I was in Dingle, Ireland recently to teach poetry in an American MFA program abroad. Some of my workshop sessions were held at An Diseart, an Irish spiritual and cultural center that shares the grounds with St. Mary’s Church. On those grounds is a tiny cemetery  where lie the nuns who over the centuries have run the church convent.

Flying back to Boston, thirty-five-thousand feet over the Atlantic with two weeks in Ireland behind me, my thoughts kept drifting back to that cemetery, and to the time when the Catholic Church ruled the country with an iron hand. Church dogma dominated civic life; no Catholic politician would consider any action without knowing “his” (the Cardinal's) thoughts on the matter and making sure he approved.

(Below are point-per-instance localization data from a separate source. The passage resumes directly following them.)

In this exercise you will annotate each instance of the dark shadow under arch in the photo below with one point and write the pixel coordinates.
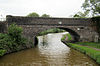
(72, 32)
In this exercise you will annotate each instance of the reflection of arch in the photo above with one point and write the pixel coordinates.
(73, 33)
(76, 37)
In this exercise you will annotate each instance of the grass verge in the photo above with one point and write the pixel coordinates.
(94, 54)
(91, 44)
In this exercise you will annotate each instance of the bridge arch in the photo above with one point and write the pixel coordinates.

But modern Ireland has broken those shackles: In 1985 it legalized birth control. In 1995 it revoked the constitutional prohibition against divorce. In 2015 it became the first country in the world to legalize same-sex marriage through a popular vote.

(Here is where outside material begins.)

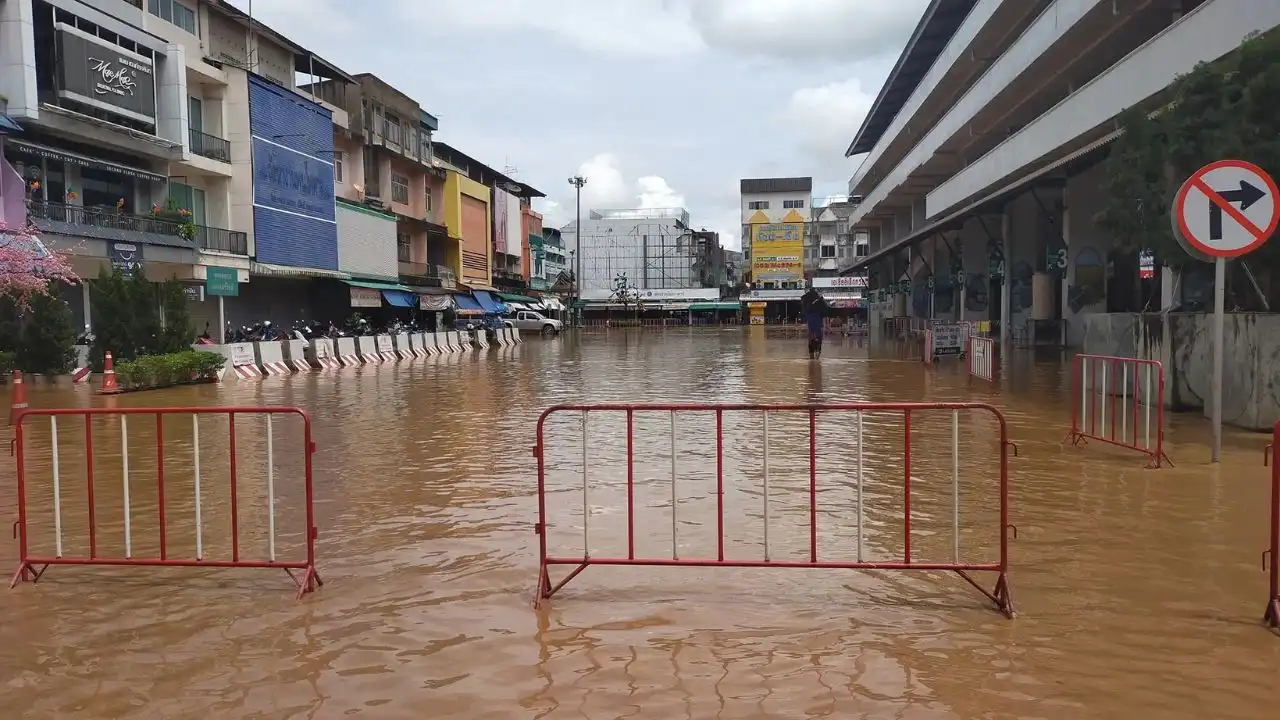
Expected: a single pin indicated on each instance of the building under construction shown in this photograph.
(643, 251)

And then the most remarkable development of all: in June, Ireland elected Leo Varadkaran, an openly gay man with an Indian immigrant father and Irish mother, as “taoiseach” (prime minister). Later that month Mr. Varadkaran proudly led Dublin’s gay pride parade.

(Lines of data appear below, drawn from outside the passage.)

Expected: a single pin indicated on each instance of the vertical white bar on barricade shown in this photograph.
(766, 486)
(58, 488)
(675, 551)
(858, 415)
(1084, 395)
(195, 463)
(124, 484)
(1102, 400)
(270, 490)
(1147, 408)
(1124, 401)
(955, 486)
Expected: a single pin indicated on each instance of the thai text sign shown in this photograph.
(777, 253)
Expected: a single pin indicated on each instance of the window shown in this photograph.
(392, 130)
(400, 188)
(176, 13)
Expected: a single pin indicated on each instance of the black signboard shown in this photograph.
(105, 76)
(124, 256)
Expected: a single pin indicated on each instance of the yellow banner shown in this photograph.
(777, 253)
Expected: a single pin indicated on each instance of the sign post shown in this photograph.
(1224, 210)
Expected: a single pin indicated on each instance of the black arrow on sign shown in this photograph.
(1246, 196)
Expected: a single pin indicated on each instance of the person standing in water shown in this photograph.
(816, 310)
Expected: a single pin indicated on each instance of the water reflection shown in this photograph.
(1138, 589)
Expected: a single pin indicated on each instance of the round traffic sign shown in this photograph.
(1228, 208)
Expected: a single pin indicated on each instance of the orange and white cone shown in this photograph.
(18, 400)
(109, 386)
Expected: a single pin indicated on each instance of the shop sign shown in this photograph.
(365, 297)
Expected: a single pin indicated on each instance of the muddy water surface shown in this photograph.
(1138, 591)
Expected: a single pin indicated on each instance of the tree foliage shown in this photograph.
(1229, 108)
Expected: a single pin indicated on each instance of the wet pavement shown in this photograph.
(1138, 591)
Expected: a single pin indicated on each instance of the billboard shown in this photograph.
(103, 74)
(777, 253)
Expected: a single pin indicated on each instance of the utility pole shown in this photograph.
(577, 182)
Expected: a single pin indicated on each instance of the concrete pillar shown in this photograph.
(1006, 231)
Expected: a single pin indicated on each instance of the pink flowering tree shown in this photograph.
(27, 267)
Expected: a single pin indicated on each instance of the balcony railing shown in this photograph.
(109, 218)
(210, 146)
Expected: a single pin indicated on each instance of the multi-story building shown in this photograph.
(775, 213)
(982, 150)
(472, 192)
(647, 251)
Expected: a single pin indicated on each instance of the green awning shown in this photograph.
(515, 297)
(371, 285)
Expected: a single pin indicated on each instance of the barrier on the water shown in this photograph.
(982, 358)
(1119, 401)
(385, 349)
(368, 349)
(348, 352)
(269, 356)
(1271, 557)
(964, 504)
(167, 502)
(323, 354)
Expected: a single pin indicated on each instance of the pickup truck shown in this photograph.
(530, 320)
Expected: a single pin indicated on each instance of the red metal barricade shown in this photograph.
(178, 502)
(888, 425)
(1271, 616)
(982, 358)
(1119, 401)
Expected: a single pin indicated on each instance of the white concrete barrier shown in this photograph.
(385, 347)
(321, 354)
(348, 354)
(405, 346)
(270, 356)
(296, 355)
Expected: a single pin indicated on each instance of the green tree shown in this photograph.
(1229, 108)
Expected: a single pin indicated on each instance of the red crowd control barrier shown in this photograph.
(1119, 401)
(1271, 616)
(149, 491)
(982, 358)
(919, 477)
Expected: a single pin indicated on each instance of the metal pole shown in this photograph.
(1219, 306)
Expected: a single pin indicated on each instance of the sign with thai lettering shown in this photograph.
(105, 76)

Today’s Ireland is one the Sisters of St. Mary’s of olden days would neither recognize nor condone. The world in which those women lived symbolizes the profound contradictions of Irish history—the mix of beauty and ugliness, the capacity for both gentle lyricism and stone-hearted cruelty. They spent their days in quiet contemplation, surrounded by the serene beauty of the green hills, floating like black-clad ghosts through the church corridors, secure in the rightness and beauty of their vocations.

But they were complicit in a system of rigid patriarchy and repressive moralism in which sexual abuse was endemic, physical violence against children was standard disciplinary practice and unwed mothers were virtually imprisoned to provide slave labor for the Church. It was a system whose deep wounds to the country's psyche are only beginning to heal.

The idea of modern Ireland, a country that could turn away from the Church’s “guidance,” would have been inconceivable to the Good Sisters of St. Mary’s. Inconceivable to those women for whom the Bishop’s word was the unquestioned word of God. Women, souls committed to their vision of Christ, whose mortal remains now lie shaded beneath the oaks.